Rappel exceptionnel des autocars «Cheikhou charifou» : le ministre Yankhoba Diémé lance le compte à rebours
En visite officielle au Centre de contrôle technique des véhicules automobiles (CCTVA) de Hann, le ministre des Transports terrestres et aériens, Yankhoba Diémé, a procédé hier, lundi 23 février 2025, au lancement officiel de l’opération exceptionnelle de rappel des autocars interurbains de 12 à 19 places, communément appelés «Cheikhou Charifou».
Accompagné de l’ensemble de son équipe du ministère des Transports terrestres et aériens (MITTA), le ministre Yankhoba Diémé a expliqué que cette visite s’inscrit dans une série de déplacements effectués notamment au CETUD, à la Division régionale des transports et auprès du service VERITAS. Mais le point focal de la journée aura été le CCTVA, dirigé par le Bureau Veritas, où seront opérés les contrôles renforcés.

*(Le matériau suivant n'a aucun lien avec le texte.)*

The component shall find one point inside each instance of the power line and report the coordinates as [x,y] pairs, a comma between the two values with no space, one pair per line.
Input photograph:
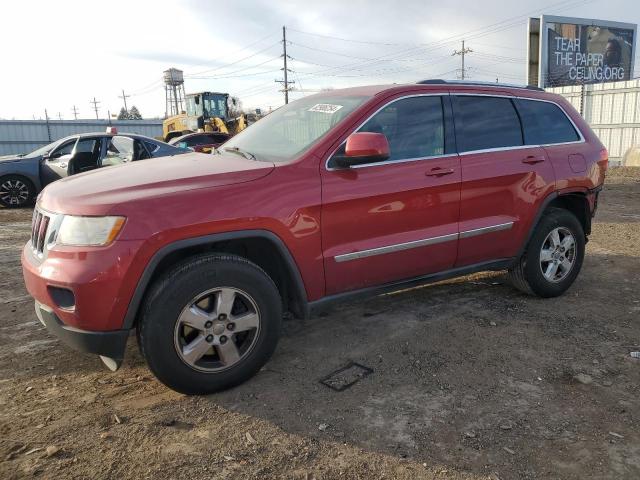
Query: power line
[233,63]
[285,83]
[124,99]
[235,51]
[462,53]
[95,106]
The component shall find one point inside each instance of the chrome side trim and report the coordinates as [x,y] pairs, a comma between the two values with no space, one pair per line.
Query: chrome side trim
[492,228]
[395,248]
[345,257]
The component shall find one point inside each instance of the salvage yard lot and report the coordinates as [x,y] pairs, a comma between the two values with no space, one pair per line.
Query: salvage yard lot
[469,379]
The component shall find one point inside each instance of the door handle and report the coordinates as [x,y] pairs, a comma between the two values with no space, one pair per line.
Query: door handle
[439,172]
[533,159]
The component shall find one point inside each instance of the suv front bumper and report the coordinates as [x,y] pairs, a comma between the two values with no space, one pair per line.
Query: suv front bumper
[107,344]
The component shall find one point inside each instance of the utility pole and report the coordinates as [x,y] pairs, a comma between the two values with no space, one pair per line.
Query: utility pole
[284,55]
[95,107]
[124,99]
[46,119]
[462,53]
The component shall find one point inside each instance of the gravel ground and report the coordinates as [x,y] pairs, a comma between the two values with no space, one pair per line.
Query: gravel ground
[470,380]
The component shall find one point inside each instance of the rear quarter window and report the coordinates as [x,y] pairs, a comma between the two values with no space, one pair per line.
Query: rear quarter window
[545,123]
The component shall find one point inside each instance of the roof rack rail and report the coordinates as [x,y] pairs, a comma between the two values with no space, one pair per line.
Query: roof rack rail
[440,81]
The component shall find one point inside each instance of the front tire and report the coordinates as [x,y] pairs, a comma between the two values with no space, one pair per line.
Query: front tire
[16,191]
[210,323]
[554,256]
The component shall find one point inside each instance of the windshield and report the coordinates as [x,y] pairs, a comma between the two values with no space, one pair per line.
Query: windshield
[293,128]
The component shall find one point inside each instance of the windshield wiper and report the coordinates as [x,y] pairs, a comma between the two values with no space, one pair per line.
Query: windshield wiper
[239,151]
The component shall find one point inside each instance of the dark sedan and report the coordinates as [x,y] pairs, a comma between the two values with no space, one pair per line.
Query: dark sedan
[23,176]
[202,142]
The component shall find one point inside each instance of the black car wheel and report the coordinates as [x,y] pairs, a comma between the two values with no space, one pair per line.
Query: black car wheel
[16,191]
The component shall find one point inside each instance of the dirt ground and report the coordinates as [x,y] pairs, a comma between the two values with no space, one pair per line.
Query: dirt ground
[471,380]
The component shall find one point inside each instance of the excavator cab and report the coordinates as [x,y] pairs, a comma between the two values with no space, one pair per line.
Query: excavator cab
[205,111]
[207,105]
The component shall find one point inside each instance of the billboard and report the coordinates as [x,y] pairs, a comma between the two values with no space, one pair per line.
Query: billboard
[574,51]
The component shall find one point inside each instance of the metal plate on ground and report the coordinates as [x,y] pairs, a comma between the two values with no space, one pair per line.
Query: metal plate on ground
[346,376]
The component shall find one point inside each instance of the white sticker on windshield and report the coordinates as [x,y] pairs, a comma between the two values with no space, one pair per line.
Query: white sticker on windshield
[325,108]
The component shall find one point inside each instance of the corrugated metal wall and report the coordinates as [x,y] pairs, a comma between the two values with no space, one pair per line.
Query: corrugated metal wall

«Je m’en suis sorti avec beaucoup de satisfaction», a déclaré Yankhoba Diémé, soulignant, dans la foulée, que «les mesures que j’ai préconisées pour lancer l’opération exceptionnelle de rappel des véhicules minicars de 12 à 19 places ont été matérialisées» en vue du démarrage de l’opération prévu le 3 mars prochain, pour une durée de deux mois.
Arrêtés dans un contexte marqué par une recrudescence des accidents de la circulation ayant «endeuillé presque quotidiennement le pays ces derniers mois», explique le ministre, ces mesures conservatoires découlent d’une instruction forte émanant du Président de la République, Bassirou Diomaye Diakhar Faye, et du Premier ministre, Ousmane Sonko, à la suite de leur validation en Conseil des ministres.
«Nous ne prenons pas des décisions parce que nous pensons… nous les prenons parce que nous avons vérifié scientifiquement les causes», a-t-il insisté, soulignant avoir engagé pleinement les services du MITTA dans la mise en œuvre. L’opération concerne l’ensemble des véhicules de transport en commun de 12 à 19 places en circulation au Sénégal, estimés à environ 6 800 unités.
Bien que ces véhicules soient déjà soumis à un contrôle technique semestriel obligatoire, l’urgence impose, selon le ministre des Transports terrestres et aériens, «un passage accéléré et généralisé devant les services techniques.»
Outre le contrôle technique classique, l’opération inclura de nouveaux éléments dans la checklist, notamment la conformité du nombre de places assises, l’aménagement des porte-bagages et la surcharge éventuelle. Les véhicules non conformes seront soumis à une contre-visite après mise en conformité.
Le ministre a souligné que la majorité de ces véhicules sont de marque Toyota, identiques à ceux utilisés pour le transport touristique, où les accidents sont rares. «Cela signifie que l’homme a agi sur ces véhicules», a-t-il estimé, pointant les modifications inappropriées et l’indiscipline routière comme facteurs aggravants.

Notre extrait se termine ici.